I wasn't going to talk any more about the strange psychological terrain that evidently he had created as a petting zoo for all the protean shapes that lived in his unconscious.

I put the bag of alfalfa pellets on top of the hutches and turned to go back to the house.

"That general said something else," Elrod said behind me.

I waved my hand negatively and kept walking.

"Well, I cain't blame you for not listening," he said. "Maybe I was drunk this time. How could your father have his adjutant's pistol?"

I stopped.

"What?" I said.

"The general said, 'Your friend's father took the revolver of my adjutant, Major Moss.'… Hey, Mr. Robicheaux, I didn't mean to say the wrong thing, now."

I chewed on the corner of my lip and waited before I spoke again.

"Elrod, I've got the feeling that maybe I'm dealing with some kind of self-manufactured mojo-drama here," I said. "Maybe it's related to the promotion of your film, or it might have something to do with a guy floating his brain in alcohol too long. But no matter how you cut it, I don't want anyone, and I mean anyone, to try to use a member of my family to jerk me around."

He turned his palms up and his long eyelashes fluttered.

"I don't know what to say. I apologize to you, sir," he said.

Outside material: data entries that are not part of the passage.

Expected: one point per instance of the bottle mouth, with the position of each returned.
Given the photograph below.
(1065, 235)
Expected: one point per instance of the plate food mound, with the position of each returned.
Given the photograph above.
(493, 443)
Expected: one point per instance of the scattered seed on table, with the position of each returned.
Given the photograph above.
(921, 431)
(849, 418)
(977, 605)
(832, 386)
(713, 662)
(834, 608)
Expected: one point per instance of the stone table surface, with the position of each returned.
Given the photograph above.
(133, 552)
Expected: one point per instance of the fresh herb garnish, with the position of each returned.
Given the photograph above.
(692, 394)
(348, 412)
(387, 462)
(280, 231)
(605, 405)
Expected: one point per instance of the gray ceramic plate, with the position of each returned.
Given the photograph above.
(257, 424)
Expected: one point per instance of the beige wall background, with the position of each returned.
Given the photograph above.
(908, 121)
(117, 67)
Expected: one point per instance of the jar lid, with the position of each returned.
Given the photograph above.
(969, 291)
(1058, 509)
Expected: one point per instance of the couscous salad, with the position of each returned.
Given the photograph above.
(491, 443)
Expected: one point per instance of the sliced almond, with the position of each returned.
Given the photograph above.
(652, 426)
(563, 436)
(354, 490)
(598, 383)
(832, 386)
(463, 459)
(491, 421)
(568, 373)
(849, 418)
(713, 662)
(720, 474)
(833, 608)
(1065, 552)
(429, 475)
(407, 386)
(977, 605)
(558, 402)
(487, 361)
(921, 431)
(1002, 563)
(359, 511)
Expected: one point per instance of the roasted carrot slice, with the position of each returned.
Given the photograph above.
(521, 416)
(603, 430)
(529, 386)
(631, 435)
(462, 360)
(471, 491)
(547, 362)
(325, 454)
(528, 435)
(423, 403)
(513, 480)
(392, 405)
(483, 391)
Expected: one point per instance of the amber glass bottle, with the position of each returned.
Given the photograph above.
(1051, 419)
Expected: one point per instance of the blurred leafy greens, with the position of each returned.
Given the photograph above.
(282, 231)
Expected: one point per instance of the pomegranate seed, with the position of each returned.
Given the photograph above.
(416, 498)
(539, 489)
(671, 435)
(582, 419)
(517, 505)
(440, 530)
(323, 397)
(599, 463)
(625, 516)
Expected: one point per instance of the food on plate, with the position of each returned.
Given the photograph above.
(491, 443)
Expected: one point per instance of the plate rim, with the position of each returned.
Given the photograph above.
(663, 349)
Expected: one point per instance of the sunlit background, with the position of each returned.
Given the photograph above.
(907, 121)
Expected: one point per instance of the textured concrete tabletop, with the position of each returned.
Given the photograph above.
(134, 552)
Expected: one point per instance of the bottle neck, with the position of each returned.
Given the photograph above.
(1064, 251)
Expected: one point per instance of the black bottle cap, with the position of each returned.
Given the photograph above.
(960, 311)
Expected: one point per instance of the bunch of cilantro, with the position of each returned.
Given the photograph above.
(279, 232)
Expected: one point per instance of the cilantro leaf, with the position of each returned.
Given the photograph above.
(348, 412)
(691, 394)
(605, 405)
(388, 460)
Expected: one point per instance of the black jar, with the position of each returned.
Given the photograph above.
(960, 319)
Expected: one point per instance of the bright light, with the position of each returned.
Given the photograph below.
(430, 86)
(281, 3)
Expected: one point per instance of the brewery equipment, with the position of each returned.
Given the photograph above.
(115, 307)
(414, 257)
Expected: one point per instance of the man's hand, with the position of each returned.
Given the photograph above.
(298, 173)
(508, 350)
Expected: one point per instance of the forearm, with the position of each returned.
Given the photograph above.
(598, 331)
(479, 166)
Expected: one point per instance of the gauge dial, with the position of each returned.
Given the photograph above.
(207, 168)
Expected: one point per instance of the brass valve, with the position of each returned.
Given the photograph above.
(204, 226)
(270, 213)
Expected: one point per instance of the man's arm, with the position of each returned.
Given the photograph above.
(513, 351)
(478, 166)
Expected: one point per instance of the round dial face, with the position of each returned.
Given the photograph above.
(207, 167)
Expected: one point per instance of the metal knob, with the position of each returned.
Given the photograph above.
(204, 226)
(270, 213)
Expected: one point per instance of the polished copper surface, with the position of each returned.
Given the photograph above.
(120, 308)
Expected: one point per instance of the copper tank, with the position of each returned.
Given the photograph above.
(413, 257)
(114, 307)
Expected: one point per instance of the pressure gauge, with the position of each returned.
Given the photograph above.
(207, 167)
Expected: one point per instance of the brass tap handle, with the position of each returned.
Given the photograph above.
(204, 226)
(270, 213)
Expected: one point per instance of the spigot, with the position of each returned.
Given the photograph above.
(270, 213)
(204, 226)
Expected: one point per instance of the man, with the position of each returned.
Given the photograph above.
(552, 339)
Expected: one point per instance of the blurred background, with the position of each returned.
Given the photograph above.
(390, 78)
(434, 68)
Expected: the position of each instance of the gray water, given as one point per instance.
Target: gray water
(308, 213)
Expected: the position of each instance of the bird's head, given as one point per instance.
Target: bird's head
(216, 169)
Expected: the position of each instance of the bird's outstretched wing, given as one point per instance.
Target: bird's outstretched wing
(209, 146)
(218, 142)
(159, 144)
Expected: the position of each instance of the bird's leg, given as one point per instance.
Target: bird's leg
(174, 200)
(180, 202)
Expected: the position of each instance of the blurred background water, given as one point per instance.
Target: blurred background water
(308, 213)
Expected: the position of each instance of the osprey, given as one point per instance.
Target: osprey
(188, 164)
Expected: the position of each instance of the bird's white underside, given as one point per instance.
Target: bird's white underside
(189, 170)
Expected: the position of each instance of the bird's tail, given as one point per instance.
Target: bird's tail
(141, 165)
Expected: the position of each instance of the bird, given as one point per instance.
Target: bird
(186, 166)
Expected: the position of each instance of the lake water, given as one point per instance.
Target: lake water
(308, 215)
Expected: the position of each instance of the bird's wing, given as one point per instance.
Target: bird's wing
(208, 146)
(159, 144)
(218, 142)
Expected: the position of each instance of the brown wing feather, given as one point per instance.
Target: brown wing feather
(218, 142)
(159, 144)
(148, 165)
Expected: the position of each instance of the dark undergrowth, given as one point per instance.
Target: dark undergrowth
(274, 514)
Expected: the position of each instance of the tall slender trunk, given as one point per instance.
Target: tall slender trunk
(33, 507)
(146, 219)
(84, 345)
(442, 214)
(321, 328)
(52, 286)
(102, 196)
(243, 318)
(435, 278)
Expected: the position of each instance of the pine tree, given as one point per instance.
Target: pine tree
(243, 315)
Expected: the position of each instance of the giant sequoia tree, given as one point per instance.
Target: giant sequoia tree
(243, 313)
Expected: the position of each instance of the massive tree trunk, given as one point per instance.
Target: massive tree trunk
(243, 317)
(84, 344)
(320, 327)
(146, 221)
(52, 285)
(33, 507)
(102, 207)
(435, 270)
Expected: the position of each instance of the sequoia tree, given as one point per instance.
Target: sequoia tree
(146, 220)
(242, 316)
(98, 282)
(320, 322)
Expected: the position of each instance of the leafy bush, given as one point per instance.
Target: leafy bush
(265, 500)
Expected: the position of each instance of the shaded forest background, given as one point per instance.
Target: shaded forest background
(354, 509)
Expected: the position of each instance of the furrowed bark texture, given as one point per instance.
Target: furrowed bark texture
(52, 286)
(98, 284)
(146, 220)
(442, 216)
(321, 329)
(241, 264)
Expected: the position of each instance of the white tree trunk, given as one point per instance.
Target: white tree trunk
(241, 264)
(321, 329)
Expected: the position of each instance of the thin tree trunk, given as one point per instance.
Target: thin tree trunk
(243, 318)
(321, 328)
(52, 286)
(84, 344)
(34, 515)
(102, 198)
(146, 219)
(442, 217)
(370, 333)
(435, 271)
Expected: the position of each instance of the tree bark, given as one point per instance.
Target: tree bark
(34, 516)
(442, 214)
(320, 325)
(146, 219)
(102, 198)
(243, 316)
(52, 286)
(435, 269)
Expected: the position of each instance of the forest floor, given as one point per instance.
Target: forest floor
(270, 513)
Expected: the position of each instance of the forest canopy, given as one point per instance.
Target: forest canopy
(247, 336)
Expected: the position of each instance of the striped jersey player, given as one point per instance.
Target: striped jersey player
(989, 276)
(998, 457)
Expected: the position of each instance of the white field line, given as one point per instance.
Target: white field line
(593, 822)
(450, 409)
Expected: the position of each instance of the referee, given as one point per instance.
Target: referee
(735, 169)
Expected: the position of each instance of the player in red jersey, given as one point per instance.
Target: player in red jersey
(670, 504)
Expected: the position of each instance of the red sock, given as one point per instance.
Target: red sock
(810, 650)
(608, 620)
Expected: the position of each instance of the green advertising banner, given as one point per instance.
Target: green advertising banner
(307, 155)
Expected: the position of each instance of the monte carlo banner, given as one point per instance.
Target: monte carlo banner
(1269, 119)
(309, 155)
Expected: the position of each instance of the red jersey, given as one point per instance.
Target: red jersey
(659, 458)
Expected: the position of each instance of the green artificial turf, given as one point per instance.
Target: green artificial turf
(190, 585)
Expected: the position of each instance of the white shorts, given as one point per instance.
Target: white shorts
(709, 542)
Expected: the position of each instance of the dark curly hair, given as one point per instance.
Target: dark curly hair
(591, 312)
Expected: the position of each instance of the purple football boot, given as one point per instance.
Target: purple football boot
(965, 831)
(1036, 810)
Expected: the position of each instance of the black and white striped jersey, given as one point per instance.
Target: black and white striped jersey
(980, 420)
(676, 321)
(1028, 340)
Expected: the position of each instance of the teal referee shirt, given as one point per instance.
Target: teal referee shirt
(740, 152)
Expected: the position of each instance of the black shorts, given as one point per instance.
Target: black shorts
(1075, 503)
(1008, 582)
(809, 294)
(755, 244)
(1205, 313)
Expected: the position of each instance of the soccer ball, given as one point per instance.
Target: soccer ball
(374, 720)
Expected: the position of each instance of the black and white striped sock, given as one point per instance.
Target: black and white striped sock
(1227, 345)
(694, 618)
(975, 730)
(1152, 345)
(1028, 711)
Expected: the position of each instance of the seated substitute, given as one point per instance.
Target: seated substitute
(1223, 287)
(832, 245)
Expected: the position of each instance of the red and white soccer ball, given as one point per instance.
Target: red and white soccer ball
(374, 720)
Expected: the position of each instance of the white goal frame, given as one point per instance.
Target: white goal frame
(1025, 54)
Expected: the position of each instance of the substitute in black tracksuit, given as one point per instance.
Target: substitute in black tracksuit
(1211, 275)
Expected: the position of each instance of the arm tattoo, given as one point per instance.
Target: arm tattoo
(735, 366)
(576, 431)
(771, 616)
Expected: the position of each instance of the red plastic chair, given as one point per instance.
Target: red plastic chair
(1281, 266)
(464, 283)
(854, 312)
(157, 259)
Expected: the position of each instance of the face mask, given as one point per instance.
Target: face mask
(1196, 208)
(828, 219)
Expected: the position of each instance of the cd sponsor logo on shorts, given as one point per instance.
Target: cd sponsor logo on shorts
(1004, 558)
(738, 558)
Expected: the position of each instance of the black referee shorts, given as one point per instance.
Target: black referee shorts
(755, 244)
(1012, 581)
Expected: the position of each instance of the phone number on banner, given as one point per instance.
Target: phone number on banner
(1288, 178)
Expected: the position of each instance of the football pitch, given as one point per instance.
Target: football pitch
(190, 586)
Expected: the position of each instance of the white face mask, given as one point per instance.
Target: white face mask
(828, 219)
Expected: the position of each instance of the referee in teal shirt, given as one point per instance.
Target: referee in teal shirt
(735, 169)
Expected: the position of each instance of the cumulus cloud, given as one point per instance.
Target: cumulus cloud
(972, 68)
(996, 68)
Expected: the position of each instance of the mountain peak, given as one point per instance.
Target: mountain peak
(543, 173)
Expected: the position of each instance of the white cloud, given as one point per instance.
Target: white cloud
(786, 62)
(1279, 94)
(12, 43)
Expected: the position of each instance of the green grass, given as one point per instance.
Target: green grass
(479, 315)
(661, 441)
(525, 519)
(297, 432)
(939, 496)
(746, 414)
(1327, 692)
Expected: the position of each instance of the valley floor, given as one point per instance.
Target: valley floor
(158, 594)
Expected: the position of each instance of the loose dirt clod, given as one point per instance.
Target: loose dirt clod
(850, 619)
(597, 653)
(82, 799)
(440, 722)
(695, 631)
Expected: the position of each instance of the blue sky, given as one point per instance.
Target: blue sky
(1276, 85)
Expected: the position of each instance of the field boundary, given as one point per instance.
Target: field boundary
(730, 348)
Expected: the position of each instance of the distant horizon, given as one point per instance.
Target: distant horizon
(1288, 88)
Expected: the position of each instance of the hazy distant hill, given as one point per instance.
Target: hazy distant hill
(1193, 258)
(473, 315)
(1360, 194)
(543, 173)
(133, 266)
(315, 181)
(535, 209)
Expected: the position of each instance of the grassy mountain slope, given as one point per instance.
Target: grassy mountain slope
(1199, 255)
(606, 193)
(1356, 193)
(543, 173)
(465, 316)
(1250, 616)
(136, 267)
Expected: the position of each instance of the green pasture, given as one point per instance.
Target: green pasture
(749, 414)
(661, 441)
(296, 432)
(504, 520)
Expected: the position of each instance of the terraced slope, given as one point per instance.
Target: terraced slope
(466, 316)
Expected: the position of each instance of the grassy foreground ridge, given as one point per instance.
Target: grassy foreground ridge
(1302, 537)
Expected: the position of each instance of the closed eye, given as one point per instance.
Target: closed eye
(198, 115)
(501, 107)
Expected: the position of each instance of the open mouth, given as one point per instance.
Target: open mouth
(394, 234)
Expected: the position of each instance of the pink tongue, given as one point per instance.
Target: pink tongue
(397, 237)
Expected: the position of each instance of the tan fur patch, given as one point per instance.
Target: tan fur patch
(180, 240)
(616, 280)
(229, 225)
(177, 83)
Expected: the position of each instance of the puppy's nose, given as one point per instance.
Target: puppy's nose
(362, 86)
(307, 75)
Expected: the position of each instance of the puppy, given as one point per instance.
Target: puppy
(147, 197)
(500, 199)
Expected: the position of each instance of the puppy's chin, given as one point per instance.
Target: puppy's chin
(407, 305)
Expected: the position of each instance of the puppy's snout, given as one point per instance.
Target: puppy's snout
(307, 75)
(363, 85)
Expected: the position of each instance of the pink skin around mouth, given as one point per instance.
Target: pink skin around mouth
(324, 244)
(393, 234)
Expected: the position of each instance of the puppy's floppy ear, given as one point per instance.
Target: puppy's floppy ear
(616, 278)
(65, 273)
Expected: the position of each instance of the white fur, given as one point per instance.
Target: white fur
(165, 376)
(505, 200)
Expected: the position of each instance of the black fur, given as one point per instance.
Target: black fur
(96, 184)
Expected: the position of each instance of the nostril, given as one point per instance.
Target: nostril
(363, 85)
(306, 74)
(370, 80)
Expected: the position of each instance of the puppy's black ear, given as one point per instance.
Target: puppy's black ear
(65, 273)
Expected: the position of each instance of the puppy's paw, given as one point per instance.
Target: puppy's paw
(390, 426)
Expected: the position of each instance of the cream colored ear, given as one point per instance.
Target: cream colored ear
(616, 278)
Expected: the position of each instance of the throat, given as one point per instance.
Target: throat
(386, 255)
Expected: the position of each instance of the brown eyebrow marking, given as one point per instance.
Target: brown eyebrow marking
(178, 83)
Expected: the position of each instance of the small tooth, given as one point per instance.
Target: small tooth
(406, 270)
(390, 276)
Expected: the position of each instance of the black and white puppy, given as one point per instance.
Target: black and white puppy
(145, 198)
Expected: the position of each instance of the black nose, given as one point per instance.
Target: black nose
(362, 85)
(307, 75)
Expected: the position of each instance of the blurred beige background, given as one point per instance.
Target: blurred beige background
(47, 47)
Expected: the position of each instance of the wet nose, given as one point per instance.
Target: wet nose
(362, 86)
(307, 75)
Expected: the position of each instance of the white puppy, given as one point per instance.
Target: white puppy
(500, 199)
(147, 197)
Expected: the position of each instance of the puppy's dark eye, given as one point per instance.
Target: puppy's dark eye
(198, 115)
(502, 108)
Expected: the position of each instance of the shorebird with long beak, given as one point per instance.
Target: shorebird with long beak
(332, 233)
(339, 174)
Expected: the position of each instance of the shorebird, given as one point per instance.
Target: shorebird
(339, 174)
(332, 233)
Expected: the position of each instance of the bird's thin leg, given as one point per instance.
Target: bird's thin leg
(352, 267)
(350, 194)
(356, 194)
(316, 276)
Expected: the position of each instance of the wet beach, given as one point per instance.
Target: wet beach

Then his eyes focused on nothing and he pinched his mouth in his hand as though he were squeezing a dry lemon.

At eleven that night I undressed and lay down on the bed next to Bootsie. The window fan billowed the curtains and drew the breeze across the streets, and I could smell watermelons and night-blooming jasmine out in the moonlight. The closet door was open, and I stared at the wooden foot-locker that was set back under my hangered shirts and trousers. Bootsie turned her head on the pillow and brushed her fingers along the side of my face.